殉教?日本人は何を信仰したか? (光文社新書) - はてなキーワード

 

 長崎市日本二十六聖人記念館という施設がある。船越保武の彫刻で有名なこの施設は1597年に殉教したキリシタンを記念するものである。この殉教者は1862年バチカンによって聖人と認定され、キリスト教徒にとっては悲劇的な事件として認識されているのだろう。この施設の訪問者も外国人が多いように思った。本書は次のような言葉で始まる。「現在の日本人の殉教のイメージを決定づけたのは、遠藤周作氏(1923-96)の名著『沈黙』であると言っても過言ではないだろう。キリスト教徒だった遠藤氏の殉教感は、日本に来て棄教した宣教師を主人公に据え、殉教者を救うことができない『神の無力』ということを強調しているため、カトリック教会からは異端の目で見られたが、現代の日本人には理解しやすいものだった。」(20ページ)そして、最終的には「最後に、遠藤氏の描くロドリゴがはたして実在する人物たりえているのかという点についても付け加えておこう。宣教師にとって殉教は望ましいものであり、それは信者が殉教するのを見ても同様だった。(中略)信者や子供が殉教によって死ぬことを嘆くという発想は、宣教師であるロドリゴにあるはずはなかった。現代人である遠藤氏の描くロドリゴの発想は現代的であり、17世紀に生きた宣教師ではありえなかったと思う。」(251ページ)と結論づけられる。では、実際の日本殉教がどのようなものだったかというと「本書を構想したとき、筆者は、殉教に日本人の意志の強さや武士的エートスがが読み取れると思った。この考えは今でも間違っていないと思うが、史料を読み込むにつれて、日本人民衆の聖遺物信仰や殉教者に対する態度の変化が重要な論点として浮かび上がってきた。また、殉教者時代のヨーロッパの宣教師には、高潔さ、信仰の強さ、そして日本人の武士的エートス以上に強い意志力があったことも強調しておきたい。」(250ページ)

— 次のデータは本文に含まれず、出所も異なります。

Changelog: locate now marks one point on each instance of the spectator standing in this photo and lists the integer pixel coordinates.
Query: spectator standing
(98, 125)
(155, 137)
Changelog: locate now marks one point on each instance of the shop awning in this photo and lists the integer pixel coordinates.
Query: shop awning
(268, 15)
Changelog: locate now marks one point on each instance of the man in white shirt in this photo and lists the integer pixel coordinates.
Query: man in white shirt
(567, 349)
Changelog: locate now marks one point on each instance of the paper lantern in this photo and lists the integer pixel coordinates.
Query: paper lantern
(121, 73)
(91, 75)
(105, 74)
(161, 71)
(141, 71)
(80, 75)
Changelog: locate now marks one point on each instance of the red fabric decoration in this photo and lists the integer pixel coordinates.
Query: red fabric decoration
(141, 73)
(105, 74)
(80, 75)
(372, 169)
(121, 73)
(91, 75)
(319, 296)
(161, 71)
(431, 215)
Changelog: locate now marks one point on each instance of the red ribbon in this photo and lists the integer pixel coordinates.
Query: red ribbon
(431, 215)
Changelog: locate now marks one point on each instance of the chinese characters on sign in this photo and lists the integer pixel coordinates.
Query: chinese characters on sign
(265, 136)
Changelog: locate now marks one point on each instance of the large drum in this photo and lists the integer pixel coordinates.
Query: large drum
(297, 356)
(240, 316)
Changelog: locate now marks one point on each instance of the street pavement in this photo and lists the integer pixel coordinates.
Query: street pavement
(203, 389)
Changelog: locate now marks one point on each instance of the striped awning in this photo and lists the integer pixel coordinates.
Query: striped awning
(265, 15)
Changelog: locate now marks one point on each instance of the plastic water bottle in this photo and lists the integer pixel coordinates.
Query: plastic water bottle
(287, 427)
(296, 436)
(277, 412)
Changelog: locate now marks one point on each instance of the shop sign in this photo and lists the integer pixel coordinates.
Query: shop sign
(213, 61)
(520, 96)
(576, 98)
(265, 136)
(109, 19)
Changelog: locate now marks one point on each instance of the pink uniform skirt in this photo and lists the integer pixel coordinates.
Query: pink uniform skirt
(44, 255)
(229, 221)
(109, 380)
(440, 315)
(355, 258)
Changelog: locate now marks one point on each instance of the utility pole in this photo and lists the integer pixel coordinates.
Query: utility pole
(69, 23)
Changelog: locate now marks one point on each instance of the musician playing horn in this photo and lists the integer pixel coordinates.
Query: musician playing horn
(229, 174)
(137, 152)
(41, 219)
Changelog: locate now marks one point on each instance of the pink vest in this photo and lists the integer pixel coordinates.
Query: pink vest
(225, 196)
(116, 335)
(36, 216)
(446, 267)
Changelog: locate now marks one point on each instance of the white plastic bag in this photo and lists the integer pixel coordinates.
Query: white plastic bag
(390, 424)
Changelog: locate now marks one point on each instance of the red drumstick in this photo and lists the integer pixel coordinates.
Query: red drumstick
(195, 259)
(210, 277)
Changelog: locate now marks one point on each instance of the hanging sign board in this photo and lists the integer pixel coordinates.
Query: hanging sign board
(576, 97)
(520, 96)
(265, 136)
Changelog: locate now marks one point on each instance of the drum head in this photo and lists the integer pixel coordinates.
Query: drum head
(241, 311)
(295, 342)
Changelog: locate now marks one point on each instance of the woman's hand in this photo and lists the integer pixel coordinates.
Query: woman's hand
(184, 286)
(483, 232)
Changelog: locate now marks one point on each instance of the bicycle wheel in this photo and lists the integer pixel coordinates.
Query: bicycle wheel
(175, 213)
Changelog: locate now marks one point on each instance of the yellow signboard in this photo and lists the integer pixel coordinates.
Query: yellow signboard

 連想したのはおかげ参りのような大衆的熱狂である。また、その一因として阿部謹也が「ハーメルンの笛吹き」で述べたような(少年十字軍)中世社会の持っていた強いストレスが考えられるかもしれない。日本殉教はヨーロッパ人にとっては遠い異国の話であったし、日本人にとってはコミュニティー外の特殊な人々のお話だった。これに現代的な意味づけを行い、生き生きとした人間像を与えているのは現代のキリスト教徒でありヒューマニズムだ、ということになるだろうか?随分、手前勝手な偶像化だが、それが宗教というものだろうか?